Halo Models of Large Scale Structure
Asantha Cooray, Ravi Sheth
TL;DR
This paper presents the halo model as a unifying framework for nonlinear large-scale structure, decomposing matter statistics into contributions from virialized halos via 1-halo and 2-halo terms. It combines the spherical/ellipsoidal collapse physics, halo mass functions, and halo density profiles to predict power spectra, higher-order statistics, and cross-correlations for dark matter, galaxies, velocities, and weak lensing, extending to CMB secondary anisotropies. The model is validated against simulations and applied to a wide range of observables, including galaxy clustering, velocity fields, weak lensing covariances, SZ effects, and the nonlinear ISW effect, while acknowledging limitations like halo sphericity and substructure.
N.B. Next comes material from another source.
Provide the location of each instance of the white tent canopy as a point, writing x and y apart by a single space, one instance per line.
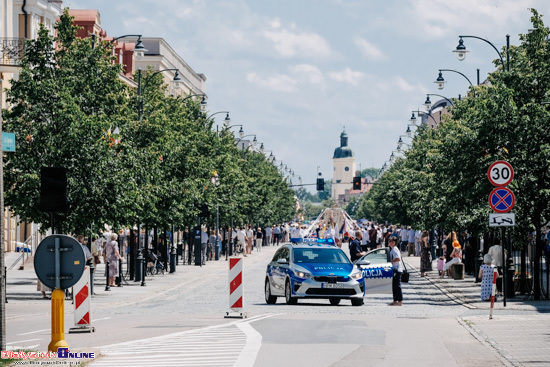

The halo approach enables efficient, semi-analytic exploration of nonlinear regimes and provides a framework to interpret upcoming large-scale structure surveys and CMB experiments, with quantified non-Gaussian covariances and biasing relations. Overall, it serves as a powerful bridge between linear theory and fully nonlinear clustering, guiding interpretation of observations and informing galaxy formation and cosmological parameter studies.
Abstract
We review the formalism and applications of the halo-based description of nonlinear gravitational clustering. In this approach, all mass is associated with virialized dark matter halos; models of the number and spatial distribution of the halos, and the distribution of dark matter within each halo, are used to provide estimates of how the statistical properties of large scale density and velocity fields evolve as a result of nonlinear gravitational clustering. We first describe the model, and demonstrate its accuracy by comparing its predictions with exact results from numerical simulations of nonlinear gravitational clustering. We then present several astrophysical applications of the halo model: these include models of the spatial distribution of galaxies, the nonlinear velocity, momentum and pressure fields, descriptions of weak gravitational lensing, and estimates of secondary contributions to temperature fluctuations in the cosmic microwave background.